Como é publicitário, ele usou uma estratégia de soltar trechos curtos para promover o projeto. Desde o último sábado (20), "Bichas" está disponível completo e de graça no YouTube.
A grande sacada de Marlon foi desmistificar a palavra bicha e mostrar que ela pode ser um elogio no lugar de xingamento. Em três dias, seu primeiro documentário já tinha mais de 100 mil visualizações. Mais dois dias e o número dobrou. Até a tarde desta quinta (25), 205 mil já haviam acessado "Bichas" no YouTube.
O deputado federal Jean Wyllys (PSOL-RJ) compartilhou "Bichas" em sua página do Facebook, que conta com quase 900 mil seguidores. "O documentário cumpre a tática de se apropriar do insulto e de esvaziá-lo de seu sentido negativo e preenchê-lo com um significado de afirmação da diferença. Eu sou Jean Wyllys, tenho 41 anos e também sou bicha!", escreveu.
Luciana Genro, que foi candidata à Presidência da República em 2014, também recomendou "Bichas" para seus quase 500 mil seguidores no Facebook. "Excelente e emocionante documentário que empodera as bichas!", elogiou. Fora do meio político, também tiveram recomendações da banda UÓ e de atrizes globais, segundo o diretor.

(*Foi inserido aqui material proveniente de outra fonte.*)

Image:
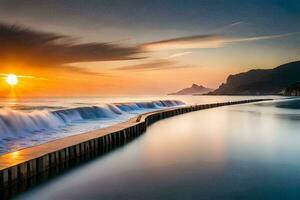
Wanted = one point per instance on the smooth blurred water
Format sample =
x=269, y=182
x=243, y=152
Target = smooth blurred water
x=27, y=122
x=236, y=152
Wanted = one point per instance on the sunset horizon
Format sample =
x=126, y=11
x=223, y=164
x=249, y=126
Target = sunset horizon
x=149, y=99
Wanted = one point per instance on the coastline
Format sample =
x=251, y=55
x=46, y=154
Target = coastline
x=19, y=166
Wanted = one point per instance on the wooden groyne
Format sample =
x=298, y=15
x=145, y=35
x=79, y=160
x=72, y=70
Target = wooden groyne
x=23, y=168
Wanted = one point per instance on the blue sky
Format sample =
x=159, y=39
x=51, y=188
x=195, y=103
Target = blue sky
x=219, y=37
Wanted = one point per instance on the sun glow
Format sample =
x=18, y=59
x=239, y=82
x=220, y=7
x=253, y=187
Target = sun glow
x=12, y=79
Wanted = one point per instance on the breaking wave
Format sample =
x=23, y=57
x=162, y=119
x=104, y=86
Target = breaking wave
x=14, y=124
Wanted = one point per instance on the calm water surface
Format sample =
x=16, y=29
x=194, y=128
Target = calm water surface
x=242, y=151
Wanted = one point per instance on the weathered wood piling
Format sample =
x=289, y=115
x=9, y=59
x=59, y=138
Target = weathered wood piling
x=24, y=168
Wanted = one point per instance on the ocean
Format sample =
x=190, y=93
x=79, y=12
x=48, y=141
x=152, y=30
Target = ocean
x=248, y=151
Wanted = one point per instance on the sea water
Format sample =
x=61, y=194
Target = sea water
x=248, y=151
x=30, y=121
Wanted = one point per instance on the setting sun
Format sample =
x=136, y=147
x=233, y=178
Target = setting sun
x=12, y=79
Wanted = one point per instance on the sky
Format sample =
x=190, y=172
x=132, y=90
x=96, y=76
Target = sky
x=141, y=47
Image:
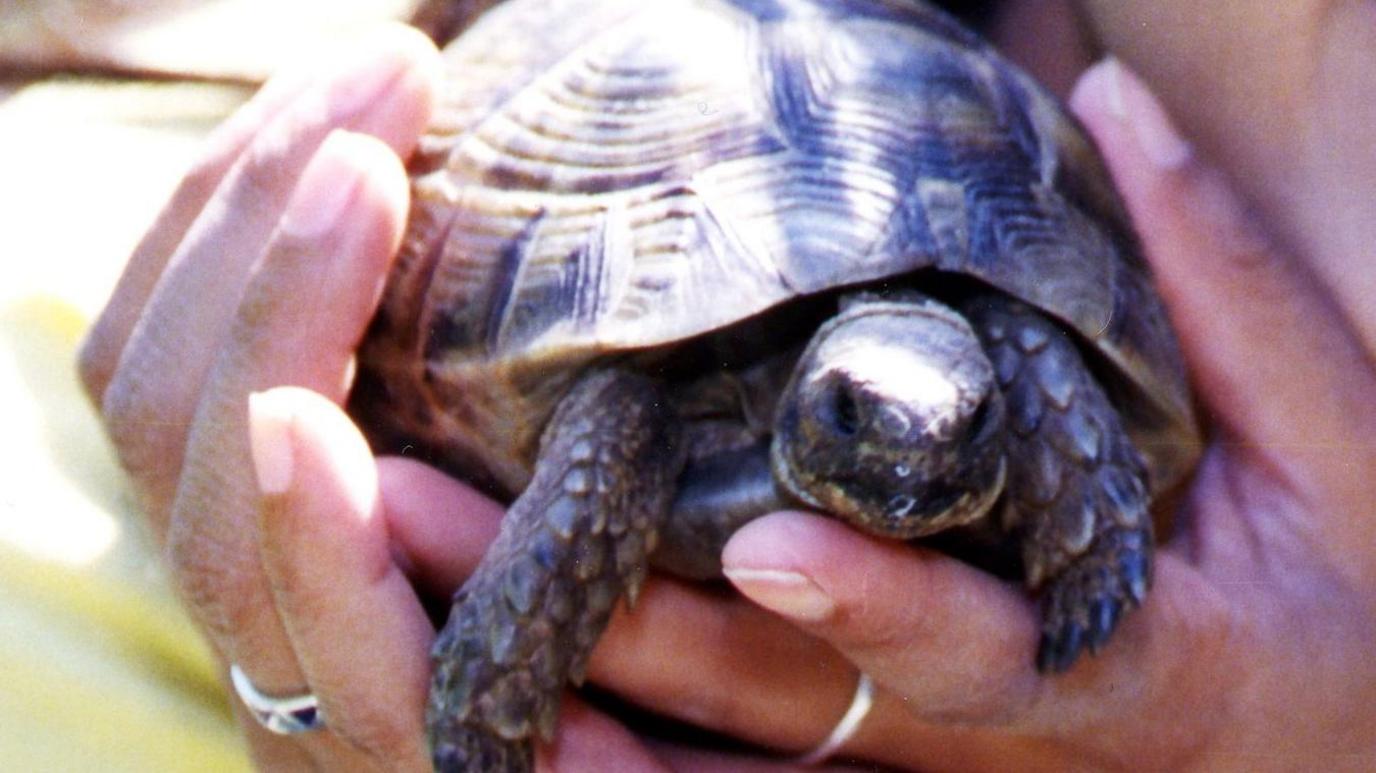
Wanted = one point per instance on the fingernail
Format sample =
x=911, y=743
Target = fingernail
x=787, y=593
x=1129, y=99
x=362, y=81
x=270, y=442
x=325, y=189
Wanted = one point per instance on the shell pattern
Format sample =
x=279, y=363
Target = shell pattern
x=621, y=175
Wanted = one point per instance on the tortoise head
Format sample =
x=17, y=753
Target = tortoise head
x=893, y=420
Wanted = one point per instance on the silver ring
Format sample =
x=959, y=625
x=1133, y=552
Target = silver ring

Tanta repercussão já rendeu um convite para Marlon exibir "Bichas" no festival de cinema O Cubo, no Rio de Janeiro. O pernambucano diz não ter investido dinheiro na divulgação e garante que tudo o que aconteceu até agora foi espontâneo e orgânico. "Estou bem ansioso pra conhecer o que os cariocas têm pra dizer sobre as minhas bichas".
O diretor e os personagens do filme têm recebido depoimentos de pessoas que se identificam com as histórias. Marlon se diz impressionado com o efeito de 39 minutos de vídeo sobre as pessoas. Jovens estão botando o filme na sala de casa para se assumir para os pais. "A ideia era gerar identificação e mostrar para as pessoas que tudo se resolvia quando se tem coragem e amor. "Ser bicha é mais do que se assumir, é um ato político".
O trabalho que surgiu do preconceito e da intolerância deve agora render mais frutos para Marlon Parente, que pretende seguir filmando sobre o tema. "É muita bicha, é muita sapatão e é muita gente que não é nem um nem outro, mas que procuram entender e respeitar esses citados. Tá tudo muito lindo", conclui.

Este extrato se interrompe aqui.